I am trying to add a momentum / inertia effect to a zoomed image drag (like in this example or just like iOs does it) and I'm having a tough time with it.
I've been struggling with this for a while and found some helpful resources (like this one) but most of the solutions involve jQuery and I would prefer to stick to plain javascript, no frameworks involved.
I'm working on a HTML5 / CSS3 zoom image code, with all the standard features: double-tap zoom, pinch zooming, dragging, panning, etc. and everything is done using CSS3's transform translation, combined with the scaling. Ex.
transform: translate(100px, 100px);
transition: 100ms;
I looked at how others are doing it and it involves consecutive animations of the left/right properties, with decreasing duration / distance, to create a sort of ease-in effect.

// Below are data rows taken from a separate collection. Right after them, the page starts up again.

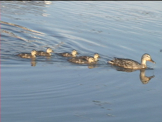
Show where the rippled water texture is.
[0,1,162,122]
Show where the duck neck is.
[72,54,76,57]
[141,58,146,68]
[94,57,98,61]
[32,54,36,58]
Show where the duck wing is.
[113,58,141,68]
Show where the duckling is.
[68,58,94,64]
[18,50,37,59]
[78,53,100,62]
[108,53,155,69]
[36,48,54,56]
[59,50,78,57]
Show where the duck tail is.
[108,60,114,64]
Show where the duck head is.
[71,50,78,56]
[88,58,94,63]
[94,53,100,61]
[47,48,54,53]
[142,53,156,64]
[31,50,37,56]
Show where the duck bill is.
[149,59,156,64]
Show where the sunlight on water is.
[0,1,162,122]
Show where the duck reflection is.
[88,64,98,69]
[116,67,155,84]
[31,60,37,66]
[140,69,155,84]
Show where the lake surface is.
[0,1,162,122]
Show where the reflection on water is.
[0,1,162,122]
[113,66,155,84]
[140,69,155,84]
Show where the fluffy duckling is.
[36,48,54,56]
[18,50,37,58]
[59,50,78,57]
[108,53,155,69]
[68,58,94,64]
[78,53,100,62]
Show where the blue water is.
[0,1,162,122]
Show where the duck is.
[18,50,37,59]
[108,53,155,69]
[68,58,94,64]
[59,50,78,57]
[78,53,100,62]
[36,48,54,56]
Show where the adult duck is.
[18,50,37,59]
[36,48,54,56]
[68,58,94,64]
[108,53,155,69]
[78,53,100,62]
[58,50,78,57]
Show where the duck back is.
[109,58,141,69]
[36,51,50,56]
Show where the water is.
[0,1,162,122]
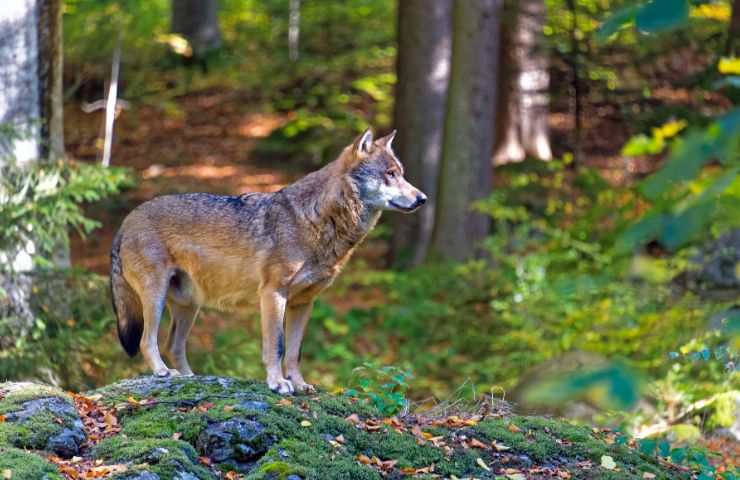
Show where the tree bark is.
[391,0,453,267]
[431,0,503,260]
[0,0,64,164]
[494,0,552,163]
[172,0,221,57]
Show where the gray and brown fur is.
[111,130,426,393]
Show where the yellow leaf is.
[653,120,688,139]
[717,57,740,75]
[601,455,617,470]
[690,3,732,22]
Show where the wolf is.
[110,129,427,394]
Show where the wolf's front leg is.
[260,289,293,394]
[285,301,316,393]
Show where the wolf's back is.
[110,230,144,357]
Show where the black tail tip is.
[118,319,144,357]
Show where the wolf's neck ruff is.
[281,152,381,265]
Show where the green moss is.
[0,383,77,449]
[247,439,381,480]
[0,383,72,415]
[93,436,214,480]
[0,411,64,450]
[472,416,681,479]
[0,447,63,480]
[121,405,208,443]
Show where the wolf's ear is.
[352,128,373,155]
[375,130,397,150]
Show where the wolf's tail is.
[110,231,144,357]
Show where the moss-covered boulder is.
[0,377,689,480]
[0,383,86,458]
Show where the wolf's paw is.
[267,378,295,395]
[293,381,316,394]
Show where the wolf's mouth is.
[388,200,421,213]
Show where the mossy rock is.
[0,383,86,458]
[0,376,688,480]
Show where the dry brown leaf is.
[468,438,491,450]
[491,440,511,452]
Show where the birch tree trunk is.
[431,0,503,260]
[494,0,552,163]
[0,0,64,165]
[0,0,69,349]
[391,0,453,267]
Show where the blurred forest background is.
[0,0,740,478]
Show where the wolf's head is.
[346,129,427,213]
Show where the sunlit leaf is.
[717,57,740,75]
[635,0,689,33]
[596,5,640,41]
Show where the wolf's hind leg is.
[285,301,316,393]
[139,275,179,377]
[166,302,200,375]
[260,290,294,394]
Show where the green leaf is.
[635,0,689,33]
[637,438,658,455]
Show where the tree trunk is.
[725,0,740,57]
[172,0,221,57]
[431,0,503,260]
[494,0,552,163]
[391,0,453,267]
[0,0,64,164]
[0,0,69,356]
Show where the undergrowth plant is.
[344,362,413,417]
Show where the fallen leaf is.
[601,455,617,470]
[491,440,511,452]
[468,438,491,450]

I tried to recreate it using translations, using a sort of recursive function (you can see a fiddle here (works with webkit browsers), please ignore the coding style, it was not meant to be best practice, just a demo). In this case, the animation is not fluid it all, the consecutive translations do not connect.
I have a somewhat basic understanding of the principle and I did take a look at some algorithms available online but I just can't figure out how can I achieve this using css translations.
The first part of the dragging, done on mousemove/touchmove moves the image with the cursor/finger but the continuing translation after the end is not... continuous, it's like a separate animation after the first one and doesn't resemble a natural momentum / inertia effect.
One method is using animation-timing-function:
, which I believe currently requires vendor prefixes. You have a choice of using ease-in
, ease-out
, ease-in-out
, or cubic-bezier
. The latter uses the visualization of a function in 2D space; it's easier to configure that one using a generator. My personal favorite is Ceaser.